A Direct Approximation of AIXI Using Logical State Abstractions
This work addresses the problem of scaling AIXI to practical, complex environments for reinforcement learning researchers, though it appears incremental as it builds on existing state abstraction and Bayesian methods.
The authors tackled the challenge of approximating AIXI, a Bayesian optimality notion for reinforcement learning, in complex environments by integrating logical state abstractions, enabling agents to handle non-Markovian and structured settings with improved performance validated on epidemic control in large-scale networks.

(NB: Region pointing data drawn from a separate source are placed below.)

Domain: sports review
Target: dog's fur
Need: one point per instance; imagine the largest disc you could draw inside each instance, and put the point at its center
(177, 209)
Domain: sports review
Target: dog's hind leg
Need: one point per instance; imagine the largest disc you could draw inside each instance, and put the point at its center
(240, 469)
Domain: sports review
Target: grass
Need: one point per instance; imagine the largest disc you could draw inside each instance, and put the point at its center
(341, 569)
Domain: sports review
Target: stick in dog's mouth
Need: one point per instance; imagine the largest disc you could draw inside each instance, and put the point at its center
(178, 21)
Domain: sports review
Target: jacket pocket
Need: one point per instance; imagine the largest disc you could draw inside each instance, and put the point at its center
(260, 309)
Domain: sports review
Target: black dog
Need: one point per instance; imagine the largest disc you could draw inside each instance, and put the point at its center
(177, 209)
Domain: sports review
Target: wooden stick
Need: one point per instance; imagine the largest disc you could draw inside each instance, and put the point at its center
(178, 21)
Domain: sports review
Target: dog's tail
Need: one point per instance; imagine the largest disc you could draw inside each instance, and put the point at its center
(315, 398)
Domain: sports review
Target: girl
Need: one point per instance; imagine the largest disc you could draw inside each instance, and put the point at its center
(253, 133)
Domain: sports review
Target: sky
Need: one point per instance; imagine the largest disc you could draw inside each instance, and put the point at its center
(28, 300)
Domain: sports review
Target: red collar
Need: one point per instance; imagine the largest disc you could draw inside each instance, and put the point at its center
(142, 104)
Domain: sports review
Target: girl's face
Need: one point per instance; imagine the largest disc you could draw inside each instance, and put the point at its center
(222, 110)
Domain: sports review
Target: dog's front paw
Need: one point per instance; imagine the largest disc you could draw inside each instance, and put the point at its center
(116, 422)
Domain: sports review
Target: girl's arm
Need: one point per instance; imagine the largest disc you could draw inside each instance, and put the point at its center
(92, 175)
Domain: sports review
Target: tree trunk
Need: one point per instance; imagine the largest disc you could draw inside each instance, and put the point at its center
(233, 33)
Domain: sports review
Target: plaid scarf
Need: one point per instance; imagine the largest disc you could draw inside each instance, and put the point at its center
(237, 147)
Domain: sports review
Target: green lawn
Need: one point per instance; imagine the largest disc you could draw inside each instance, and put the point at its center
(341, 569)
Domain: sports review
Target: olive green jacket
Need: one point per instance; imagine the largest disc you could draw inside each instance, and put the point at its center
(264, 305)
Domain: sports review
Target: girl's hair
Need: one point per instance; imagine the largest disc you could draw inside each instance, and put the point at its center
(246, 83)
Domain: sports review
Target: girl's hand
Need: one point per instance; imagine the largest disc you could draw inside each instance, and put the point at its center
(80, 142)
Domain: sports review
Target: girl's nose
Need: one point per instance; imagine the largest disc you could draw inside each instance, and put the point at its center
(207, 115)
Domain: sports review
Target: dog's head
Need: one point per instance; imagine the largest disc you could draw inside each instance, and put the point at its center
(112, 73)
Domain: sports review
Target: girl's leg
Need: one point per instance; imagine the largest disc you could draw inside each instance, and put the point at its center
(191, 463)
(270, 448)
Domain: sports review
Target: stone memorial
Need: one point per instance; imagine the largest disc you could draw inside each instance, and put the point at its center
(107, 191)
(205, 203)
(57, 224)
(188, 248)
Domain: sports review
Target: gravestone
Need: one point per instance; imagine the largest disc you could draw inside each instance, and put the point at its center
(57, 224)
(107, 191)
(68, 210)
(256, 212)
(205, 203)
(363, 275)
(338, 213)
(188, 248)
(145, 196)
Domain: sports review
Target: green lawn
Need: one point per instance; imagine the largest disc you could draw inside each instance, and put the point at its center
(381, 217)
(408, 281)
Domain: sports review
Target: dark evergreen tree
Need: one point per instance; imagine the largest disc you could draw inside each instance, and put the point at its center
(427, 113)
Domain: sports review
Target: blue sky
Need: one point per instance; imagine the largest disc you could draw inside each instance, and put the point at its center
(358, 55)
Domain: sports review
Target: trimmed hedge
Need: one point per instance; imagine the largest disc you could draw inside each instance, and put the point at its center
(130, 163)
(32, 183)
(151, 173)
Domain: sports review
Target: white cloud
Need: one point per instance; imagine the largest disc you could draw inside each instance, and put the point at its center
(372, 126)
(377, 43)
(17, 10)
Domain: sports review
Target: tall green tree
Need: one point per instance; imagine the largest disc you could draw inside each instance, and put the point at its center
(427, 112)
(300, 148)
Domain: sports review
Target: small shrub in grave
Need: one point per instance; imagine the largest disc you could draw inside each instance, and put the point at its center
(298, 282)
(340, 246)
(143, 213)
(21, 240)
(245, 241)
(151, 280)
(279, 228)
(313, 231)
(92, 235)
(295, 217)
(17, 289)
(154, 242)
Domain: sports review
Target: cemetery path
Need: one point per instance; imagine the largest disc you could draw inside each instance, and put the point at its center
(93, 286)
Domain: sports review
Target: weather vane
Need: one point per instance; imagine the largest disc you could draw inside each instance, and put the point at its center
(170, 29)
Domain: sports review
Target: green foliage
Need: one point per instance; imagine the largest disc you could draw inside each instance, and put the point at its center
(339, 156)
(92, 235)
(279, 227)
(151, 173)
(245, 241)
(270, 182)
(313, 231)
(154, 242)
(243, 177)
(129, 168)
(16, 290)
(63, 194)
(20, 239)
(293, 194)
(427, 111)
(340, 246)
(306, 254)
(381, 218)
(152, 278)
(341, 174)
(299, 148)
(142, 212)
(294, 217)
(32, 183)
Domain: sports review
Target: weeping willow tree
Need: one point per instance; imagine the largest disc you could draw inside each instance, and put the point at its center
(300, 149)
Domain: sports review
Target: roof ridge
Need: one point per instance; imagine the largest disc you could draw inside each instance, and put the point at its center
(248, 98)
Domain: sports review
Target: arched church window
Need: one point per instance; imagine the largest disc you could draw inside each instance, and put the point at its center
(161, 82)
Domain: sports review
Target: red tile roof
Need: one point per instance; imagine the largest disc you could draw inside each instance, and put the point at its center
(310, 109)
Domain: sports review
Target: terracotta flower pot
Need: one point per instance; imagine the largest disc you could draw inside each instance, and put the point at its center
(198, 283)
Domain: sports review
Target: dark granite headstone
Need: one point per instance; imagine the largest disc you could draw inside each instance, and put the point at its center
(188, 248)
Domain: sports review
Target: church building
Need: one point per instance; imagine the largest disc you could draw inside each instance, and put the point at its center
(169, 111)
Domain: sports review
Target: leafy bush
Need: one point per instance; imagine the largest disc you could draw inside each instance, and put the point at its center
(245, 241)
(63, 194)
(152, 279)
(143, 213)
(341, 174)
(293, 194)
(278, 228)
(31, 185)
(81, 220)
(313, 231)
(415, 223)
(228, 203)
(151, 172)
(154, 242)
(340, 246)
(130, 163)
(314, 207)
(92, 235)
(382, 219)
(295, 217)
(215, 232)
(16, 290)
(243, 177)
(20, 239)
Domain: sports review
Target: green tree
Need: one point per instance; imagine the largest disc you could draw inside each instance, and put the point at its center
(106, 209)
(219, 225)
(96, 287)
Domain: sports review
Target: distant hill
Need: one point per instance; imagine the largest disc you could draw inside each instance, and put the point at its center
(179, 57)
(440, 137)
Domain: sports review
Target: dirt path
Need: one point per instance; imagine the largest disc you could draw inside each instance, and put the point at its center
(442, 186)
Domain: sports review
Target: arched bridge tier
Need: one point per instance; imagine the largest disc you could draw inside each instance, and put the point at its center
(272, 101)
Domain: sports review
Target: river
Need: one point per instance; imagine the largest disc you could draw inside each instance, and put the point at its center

We propose a practical integration of logical state abstraction with AIXI, a Bayesian optimality notion for reinforcement learning agents, to significantly expand the model class that AIXI agents can be approximated over to complex history-dependent and structured environments. The state representation and reasoning framework is based on higher-order logic, which can be used to define and enumerate complex features on non-Markovian and structured environments. We address the problem of selecting the right subset of features to form state abstractions by adapting the $Φ$-MDP optimisation criterion from state abstraction theory. Exact Bayesian model learning is then achieved using a suitable generalisation of Context Tree Weighting over abstract state sequences. The resultant architecture can be integrated with different planning algorithms. Experimental results on controlling epidemics on large-scale contact networks validates the agent's performance.